Se vivêssemos em um lugar normal revela que a força do escritor Juan Pablo Villalobos não era sorte de principiante, no segundo capítulo da trilogia, que se encerra com Te vendo um perro, ainda sem tradução no Brasil, mas em vias de, pelo qual, inclusive, espero angustiadamente, lemos o outro lado da bolha da riqueza, a história de uma família “pobre” ou quase isso, pois é difícil de determinar “[d]istinguir pobres de gente da classe média podia ser um enigma esotérico; a riqueza, sim, era fácil de diferenciar: comer bolo importado da baixada”, o que revela uma característica social e historicamente situada, tirando o romance do rol, no mínimo suspeito, de obras universais, uma vez que universal é a voz do opressor. Embora seja, sim, um romance mexicano por excelência, por tratar de temas e tocar nos mecanismos de uma sociedade específica, através da forma literária, pode ser muito bem compreendido, em profundidade, por leitores de países onde tais mecanismos também estão presentes em versões locais, como por nós brasileiros. O caso da conversão do morro “Puta Que Pariu” em “Residencial El Olimpo”, além de trazer o mecanismo do riso que mofa na boca, não é tão incompreensível para nossa realidade sócio histórica, vide o filme O som ao redor.
Posso dizer, hoje, que mais do que um escritor incrível e muito bom criador de narradores muito contemporâneos de nosso tempo, encontrei uma espécie de guia para me perder melhor pelos caminhos da vida e da literatura, pois foi também através de sua seção para o blog da Companhia das Letras, que fiquei conhecendo muito de literatura brasileira e de temas muito caros ao México e ao Brasil atualmente, além de aprender que chapelão mexicano, chama-se charro e que tequila é masculino, o tequila; através de seus textos, fiquei conhecendo e apaixonado pela escrita de nomes como Campos de Carvalho e André Sant’anna.

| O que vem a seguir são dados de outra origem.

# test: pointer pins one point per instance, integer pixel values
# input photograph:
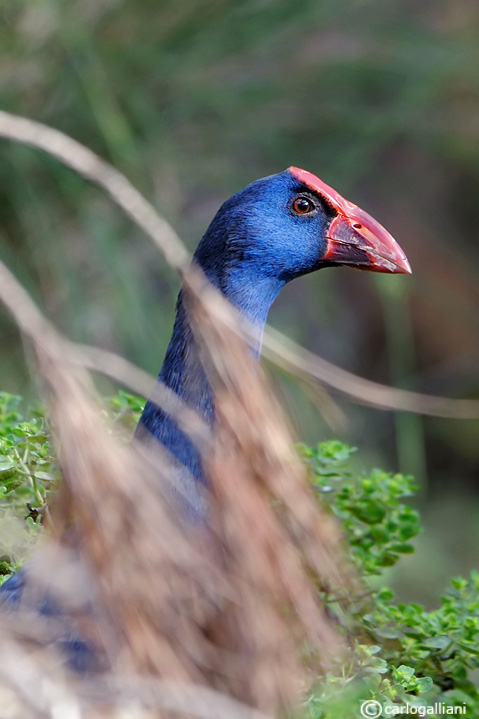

Peço perdão a todos os ótimos prosadores brasileiros que escrevem hoje, inclusive aos que, por desleixo e ignorância, não conheço (ainda), mas o escritor que melhor me faz compreender como escrever literatura, reveladora e propositora de problemas, hoje e mais me dá óculos para ver um pouco melhor o mundo ao meu redor é hoje o mexicano Juan Pablo Villalobos, que nos abandonou recentemente, pois vivia em Campinas (SP), para ir viver em Barcelona.
Agora, peço ao leitor, que vá, correndo, ler um de seus romances e me diga ou contradiga.
“Você poderia me fazer este favor?”[1]
[1] Frase final de seu mais recente romance lançado no Brasil, “No estilo de Jalisco”; o romance foi escrito em português, em Campinas, em 2014.